Thus, by modifying the rules to permit discharge planners to proactively recommend “higher-performing” PAC providers, discharge planners could assist beneficiaries in understanding the extent to which the quality of care varies among PAC providers within the beneficiary’s geographical area. Along with such a policy, the definition of “higher-quality” or “higher-performing” PAC would have to be established and quantified. MedPAC proposed both a “flexible” and “prescriptive” approach to defining a “higher-quality” PAC provider, and is awaiting Commissioner reaction to the different approaches or any other models that should be further considered.
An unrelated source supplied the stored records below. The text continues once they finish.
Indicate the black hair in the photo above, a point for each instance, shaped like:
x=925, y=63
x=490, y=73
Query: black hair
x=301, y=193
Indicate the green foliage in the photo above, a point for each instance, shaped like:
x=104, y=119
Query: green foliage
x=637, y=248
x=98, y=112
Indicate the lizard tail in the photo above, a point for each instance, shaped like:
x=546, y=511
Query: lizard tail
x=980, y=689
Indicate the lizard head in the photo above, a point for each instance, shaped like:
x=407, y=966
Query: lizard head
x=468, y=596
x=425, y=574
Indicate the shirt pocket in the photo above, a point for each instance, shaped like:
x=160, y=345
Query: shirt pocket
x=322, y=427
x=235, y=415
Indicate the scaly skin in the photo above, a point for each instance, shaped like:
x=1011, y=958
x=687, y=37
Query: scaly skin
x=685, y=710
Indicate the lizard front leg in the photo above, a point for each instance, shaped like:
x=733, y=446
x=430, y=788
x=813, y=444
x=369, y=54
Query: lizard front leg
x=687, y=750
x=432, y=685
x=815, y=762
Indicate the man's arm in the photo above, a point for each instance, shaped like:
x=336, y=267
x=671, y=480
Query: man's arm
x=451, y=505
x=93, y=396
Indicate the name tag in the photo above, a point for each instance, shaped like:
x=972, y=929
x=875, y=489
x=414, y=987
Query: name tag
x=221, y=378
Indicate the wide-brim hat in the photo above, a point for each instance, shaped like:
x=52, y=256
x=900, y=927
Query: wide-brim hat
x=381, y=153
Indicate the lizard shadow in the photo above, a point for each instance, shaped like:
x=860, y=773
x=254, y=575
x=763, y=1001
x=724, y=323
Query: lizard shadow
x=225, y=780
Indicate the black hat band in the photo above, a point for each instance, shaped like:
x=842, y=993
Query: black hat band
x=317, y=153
  1. MedPAC discusses payment accuracy for sequential PAC stays

The Commission has long advocated for implementing a unified prospective payment system (“PPS”) for all four settings of post-acute care (“PAC”). Under such a system, each stay is considered an independent event, and payment is based on the average cost of stays. To reflect their much lower cost, the unified PPS would have a large adjustment for home health agencies. However, sequential stays, defined as a PAC stay within 7 days of a previous PAC stay, pose two challenges to payment accuracy. First, payments should track the cost of each stay in a sequence of care. Over the course of care, a beneficiary’s care needs are likely to fluctuate, with initial stays having different average costs than later stays. MedPAC found that the cost per stay for home health agencies are much lower for later stays in a sequence than the earlier stays. Thus, without some sort of an adjustment, profitability under a PAC PPS would be higher for later home health stays. If payments do not accurately reflect these fluctuations in care, providers may base their care on financial reasons rather than on the best course of care for the patient. Second, as regulations are aligned, some providers may opt to treat patients over a continuum of care, which makes it difficult to ensure that providers are accurately paid for each phase of care without improperly inducing volume of PAC admission. MedPAC discussed various strategies to counter the incentive to increase subsequent PAC stays, including redefining a “stay” as a long duration, requiring physician attestation of continued need of care, and implementing value-based purchasing that would include a resource use measure.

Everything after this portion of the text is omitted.